SON ATTITUDE A L' ÉGARD DE LA BIBLE ET À L'ÉGARD DU CHRIST.
PENSÉES SUR LA PRIÈRE.

 Aux travaux de Frank Thomas, dérivant de l'Association Chrétienne Évangélique, à ses cours de catéchumènes, à ses tournées de conférences et de sermons en Suisse et à l'étranger, il faut ajouter quelques autres activités qui eurent de l'importance.
Ainsi, il fut, de 1892 à sa mort, membre du Conseil de l'Institution des diaconesses de Saint-Loup et, à cette occasion, il fonda, dépendant de l'A. C. E., un groupe biblique pour les diaconesses, groupe qui a fait beaucoup de bien à Genève.

Durant quelques années il fut membre du Comité du Suffrage féminin et, de 1913 à son départ de ce monde, il fit partie du Comité Universel des Unions chrétiennes, et enfin, de 1901 à 1922, il occupa la chaire de théologie pratique à la Faculté évangélique libre en remplacement de Henri Appia, et, lorsque celle-ci se ferma, il s'inscrivit comme privat-docent à l'Université pour la même discipline, situation qu'il occupa jusqu'à sa mort.

Ce n'est ni la profondeur, ni l'originalité des idées théologiques qui ont caractérisé le professorat de Frank Thomas, certains de ses élèves purent même le trouver un peu simpliste ; mais ce qui fit la valeur de ses cours, ce fut, comme toujours, sa foi, sa personnalité rayonnante, son amour des âmes, sa vaste expérience de la carrière pastorale. D'ailleurs, détail intéressant, un grand nombre des étudiants de la Faculté évangélique déclarèrent, lors de l'interrogatoire qu'on leur faisait subir avant leur entrée en théologie, que c'était aux prédications ou, tout au moins, à l'influence de Frank Thomas qu'ils devaient leur vocation. En effet il a eu à son actif la vocation de beaucoup de missionnaires et de pasteurs. Dans ses cours, il obéissait encore à sa nature qui était celle d'un grand évangéliste. À ce propos n'oublions pas l'intérêt immense qu'il a porté aux Missions et à quel point il sut défendre cette grande cause et la rendre populaire.
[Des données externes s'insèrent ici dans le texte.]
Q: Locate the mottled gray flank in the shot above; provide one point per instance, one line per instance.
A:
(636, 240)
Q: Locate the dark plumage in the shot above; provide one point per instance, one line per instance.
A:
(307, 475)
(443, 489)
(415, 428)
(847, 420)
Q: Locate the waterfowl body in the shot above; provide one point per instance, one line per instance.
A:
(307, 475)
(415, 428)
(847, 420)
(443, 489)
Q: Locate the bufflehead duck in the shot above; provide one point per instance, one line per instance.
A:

Un de ses collègues à la Faculté de théologie, M. le professeur Antoine Baumgartner, a écrit dans une plaquette publiée peu après sa mort par M. Charles Bernard, un article intitulé : « Frank Thomas et la théologie pratique », article très intéressant et suggestif, dont nous extrayons quelques fragments :

Ici, comme dans tous les domaines où s'exerça cette activité généreuse, Frank Thomas a apporté toute sa conscience et son grand coeur. Abordant les études théologiques après une très forte préparation antérieure, littéraire et scientifique ; prédicateur réputé, d'une éloquence très personnelle et puissante ; riche des expériences faites au cours d'un ministère compris sous la forme la plus complète, il possédait les qualités essentielles requises pour l'enseignement de cette discipline théologique qui a pour but de former les futurs pasteurs à l'art de la prédication, et à cette oeuvre importante et si délicate de la cure d'âme, que l'ancien régime appelait volontiers du nom de « prudence pastorale »...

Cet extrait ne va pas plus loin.